After the 1971 film version of Charlie and the Chocolate Factory, starring Gene Wilder, his fellow workers at the Rowntree factory in York where he worked all his life, inevitably dubbed him "the real-life Willy Wonka."

By all accounts, they loved him as a cheery and loyal colleague but he also knew how to keep them sweet. He used to leave his latest chocolate creations on a tray outside his "factory lab" to test their reaction, particularly at Christmas when he would leave out chocolate Santas.

It was in 1962 that he came up with the After Eight. His fellow-workers at Rowntree loved it and, with a bit of genius marketing, the skinny little chocolate-coated peppermint upstart became an important part of the history of chocolate, upsetting the Swiss who had thought they ruled the chocolate world. (The Swiss giant Nestlé later bought Rowntree, so in a sense they still do).

After Eights: The Queen Mother loved them and reportedly got upset every time her daughter, Queen Elizabeth, appropriated one. Fashion models and film stars loved them, at least that's what they ads told us. They were for the wealthy, the posh, the successful.

According to the ads, men had to wear a black bow tie and dinner suit to have one, while women had to wear a slinky black evening dress.

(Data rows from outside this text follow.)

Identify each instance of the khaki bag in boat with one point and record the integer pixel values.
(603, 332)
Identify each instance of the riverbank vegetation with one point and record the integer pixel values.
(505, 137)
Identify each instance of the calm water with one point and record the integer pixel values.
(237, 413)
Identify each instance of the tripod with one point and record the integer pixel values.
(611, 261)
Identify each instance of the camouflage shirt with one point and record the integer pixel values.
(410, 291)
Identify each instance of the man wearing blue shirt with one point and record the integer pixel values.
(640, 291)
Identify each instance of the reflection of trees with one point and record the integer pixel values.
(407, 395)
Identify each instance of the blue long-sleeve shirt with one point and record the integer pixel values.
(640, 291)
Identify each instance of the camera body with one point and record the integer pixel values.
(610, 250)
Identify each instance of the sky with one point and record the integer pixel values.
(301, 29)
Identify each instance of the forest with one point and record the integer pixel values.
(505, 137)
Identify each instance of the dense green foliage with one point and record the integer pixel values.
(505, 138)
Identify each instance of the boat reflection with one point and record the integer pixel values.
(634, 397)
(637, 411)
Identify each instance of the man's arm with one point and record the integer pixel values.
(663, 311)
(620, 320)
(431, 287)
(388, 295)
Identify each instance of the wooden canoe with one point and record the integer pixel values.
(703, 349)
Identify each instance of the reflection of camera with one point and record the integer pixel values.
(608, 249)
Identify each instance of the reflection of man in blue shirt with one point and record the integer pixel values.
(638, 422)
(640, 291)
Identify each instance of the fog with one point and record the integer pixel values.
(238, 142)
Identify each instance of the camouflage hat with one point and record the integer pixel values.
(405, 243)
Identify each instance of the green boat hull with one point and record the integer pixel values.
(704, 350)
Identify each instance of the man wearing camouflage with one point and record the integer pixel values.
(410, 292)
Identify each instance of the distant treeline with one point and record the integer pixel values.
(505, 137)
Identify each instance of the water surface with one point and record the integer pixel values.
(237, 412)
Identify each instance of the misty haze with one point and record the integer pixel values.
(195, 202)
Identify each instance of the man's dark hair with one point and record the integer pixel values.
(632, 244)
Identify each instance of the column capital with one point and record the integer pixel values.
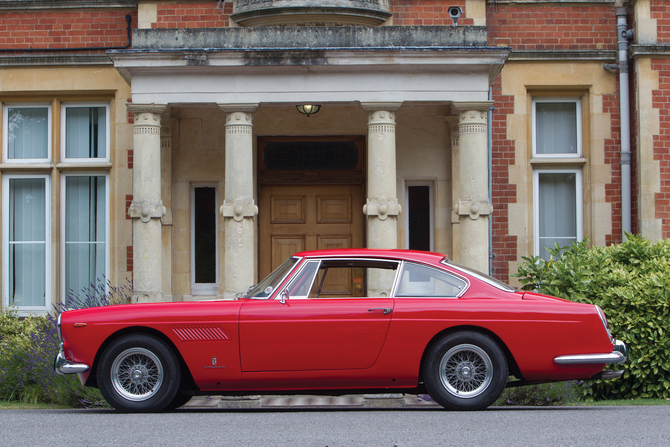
(246, 107)
(136, 109)
(375, 106)
(479, 106)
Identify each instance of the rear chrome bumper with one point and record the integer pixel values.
(63, 366)
(618, 355)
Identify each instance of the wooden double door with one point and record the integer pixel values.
(295, 218)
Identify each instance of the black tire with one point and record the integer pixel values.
(138, 373)
(465, 371)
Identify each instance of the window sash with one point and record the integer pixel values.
(27, 133)
(85, 135)
(85, 233)
(557, 127)
(26, 242)
(557, 209)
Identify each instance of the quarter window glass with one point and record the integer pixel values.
(27, 242)
(420, 281)
(85, 233)
(27, 132)
(85, 132)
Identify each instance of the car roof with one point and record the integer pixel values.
(410, 255)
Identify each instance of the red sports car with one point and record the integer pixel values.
(341, 322)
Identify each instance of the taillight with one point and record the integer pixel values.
(603, 318)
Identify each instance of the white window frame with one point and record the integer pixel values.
(431, 188)
(26, 310)
(204, 288)
(5, 133)
(63, 209)
(578, 103)
(579, 201)
(63, 131)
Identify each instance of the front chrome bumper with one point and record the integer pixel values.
(618, 355)
(63, 366)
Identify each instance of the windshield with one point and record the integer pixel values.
(483, 276)
(265, 288)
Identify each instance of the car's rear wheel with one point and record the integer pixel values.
(465, 371)
(138, 373)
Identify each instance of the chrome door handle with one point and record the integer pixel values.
(386, 310)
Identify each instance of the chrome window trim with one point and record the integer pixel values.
(501, 286)
(297, 274)
(448, 272)
(330, 258)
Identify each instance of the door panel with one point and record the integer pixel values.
(312, 334)
(294, 218)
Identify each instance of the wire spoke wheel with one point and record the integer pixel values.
(466, 371)
(137, 374)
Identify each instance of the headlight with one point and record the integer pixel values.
(603, 318)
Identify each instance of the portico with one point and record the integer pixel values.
(229, 87)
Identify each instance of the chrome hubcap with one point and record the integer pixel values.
(137, 374)
(466, 371)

We normal folks therefore aspired to emulate, creating many chocoholics among us.

The After Eights were wafer-thin, so they couldn't be fattening. And they had those little wrappers you could put back in the box so that no-one knew you'd just had one. It got so serious that if there wasn't one on your hotel room pillow, you got upset and called room service.

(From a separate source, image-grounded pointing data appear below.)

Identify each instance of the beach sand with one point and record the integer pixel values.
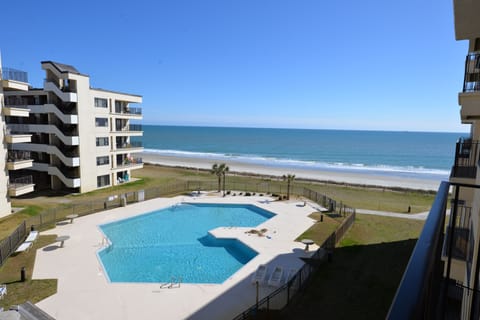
(325, 176)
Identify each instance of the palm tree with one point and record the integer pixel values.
(218, 171)
(289, 178)
(224, 171)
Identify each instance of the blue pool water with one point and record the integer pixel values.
(174, 242)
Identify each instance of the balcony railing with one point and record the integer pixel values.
(18, 155)
(471, 82)
(466, 159)
(124, 110)
(129, 145)
(427, 290)
(21, 181)
(130, 127)
(131, 161)
(14, 74)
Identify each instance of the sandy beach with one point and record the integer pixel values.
(332, 176)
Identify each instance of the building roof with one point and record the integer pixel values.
(63, 68)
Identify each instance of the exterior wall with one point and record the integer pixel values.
(5, 206)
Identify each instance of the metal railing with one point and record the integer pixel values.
(281, 297)
(18, 155)
(14, 74)
(130, 110)
(129, 145)
(471, 82)
(21, 181)
(428, 289)
(51, 216)
(10, 244)
(466, 159)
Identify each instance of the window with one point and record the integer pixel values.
(101, 122)
(102, 141)
(103, 181)
(102, 160)
(101, 103)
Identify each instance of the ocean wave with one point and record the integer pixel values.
(305, 164)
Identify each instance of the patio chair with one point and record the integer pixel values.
(276, 277)
(3, 291)
(32, 236)
(24, 247)
(260, 275)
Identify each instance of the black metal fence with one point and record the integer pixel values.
(10, 244)
(50, 217)
(281, 297)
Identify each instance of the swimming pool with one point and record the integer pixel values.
(174, 242)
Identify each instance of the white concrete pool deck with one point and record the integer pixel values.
(85, 293)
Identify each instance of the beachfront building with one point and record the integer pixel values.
(14, 181)
(81, 136)
(442, 279)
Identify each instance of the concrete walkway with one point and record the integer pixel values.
(84, 291)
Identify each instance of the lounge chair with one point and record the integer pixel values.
(276, 277)
(291, 274)
(32, 236)
(260, 275)
(24, 247)
(3, 291)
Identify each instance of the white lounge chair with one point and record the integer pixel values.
(3, 291)
(32, 236)
(260, 275)
(24, 247)
(291, 274)
(276, 277)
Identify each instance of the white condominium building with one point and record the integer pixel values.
(81, 136)
(13, 180)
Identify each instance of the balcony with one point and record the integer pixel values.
(129, 145)
(16, 111)
(128, 163)
(471, 82)
(466, 159)
(129, 111)
(427, 289)
(13, 79)
(17, 160)
(20, 186)
(16, 133)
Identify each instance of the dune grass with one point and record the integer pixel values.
(366, 231)
(361, 280)
(29, 290)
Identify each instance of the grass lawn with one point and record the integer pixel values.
(372, 244)
(362, 279)
(33, 290)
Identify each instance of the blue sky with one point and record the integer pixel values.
(369, 65)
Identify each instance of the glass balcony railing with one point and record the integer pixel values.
(14, 74)
(472, 73)
(466, 159)
(129, 145)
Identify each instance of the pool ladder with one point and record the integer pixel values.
(174, 283)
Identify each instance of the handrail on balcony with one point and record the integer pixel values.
(471, 81)
(131, 144)
(18, 155)
(21, 181)
(466, 158)
(416, 297)
(14, 74)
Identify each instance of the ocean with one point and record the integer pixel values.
(424, 155)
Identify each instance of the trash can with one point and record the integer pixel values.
(22, 274)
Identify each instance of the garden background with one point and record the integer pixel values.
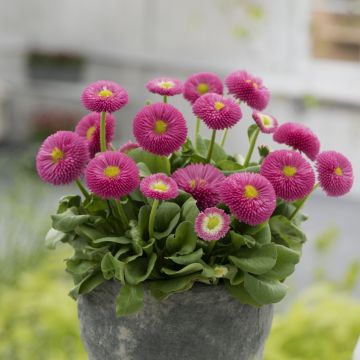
(307, 52)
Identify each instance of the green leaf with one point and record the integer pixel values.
(264, 291)
(68, 220)
(129, 300)
(53, 237)
(89, 232)
(139, 270)
(187, 259)
(155, 163)
(239, 240)
(161, 289)
(239, 293)
(285, 263)
(112, 267)
(143, 169)
(285, 231)
(167, 217)
(256, 260)
(218, 152)
(188, 269)
(143, 221)
(113, 239)
(251, 130)
(189, 211)
(67, 202)
(184, 240)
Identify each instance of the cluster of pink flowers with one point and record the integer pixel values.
(160, 128)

A bottle of claret without an After Eight to wash down with it? How common. And how ironic that few people outside Rowntree's knew the name of "the real-life Willy Wonka" until an alert tabloid reporter wrote of his passing.

Brian Lawrence Sollitt was born in York on November 16, 1938, and joined the famous Rowntree factory straight after school at the age of 15, initially minding a conveyor belt in the cream department, hand-piping chocolate onto the popular Black Magic brand. The war and post-war rationing meant that it was a dream job for him and his family.

His talent and personality won him a position as a "creative" in Rowntree's "Creme Experimentation Department," relatively hush-hush and aimed at beating the Swiss at their own game. He therefore became a confectioner, an artisan, a chocolatier.

Thus was the After Eight born. It was a team-effort - someone else reportedly suggested: "look, lets's wrap a peppermint fondant in dark chocolate," - but it was Brian "Willy Wonka" Sollitt who laboriously brought it to fruition.

Although in retirement since 2006 and relatively-unknown, Sollitt went south to London in December last year to mark the 50th anniversary of his most famous creation by presenting a giant, 7lb After Eight to parliamentarians at Westminster. It was devoured before the Speaker could even say "Order!"

In retirement, Sollitt devoted much of his time to teaching about confection artistry but also committed his time and talents to charity, particularly in the creation of giant Easter Eggs and real-sized bears for Children in Need.

Brian Sollitt, who died in York, was unmarried. He is survived by a sister, Hazel. His other sister, Anne, predeceased him.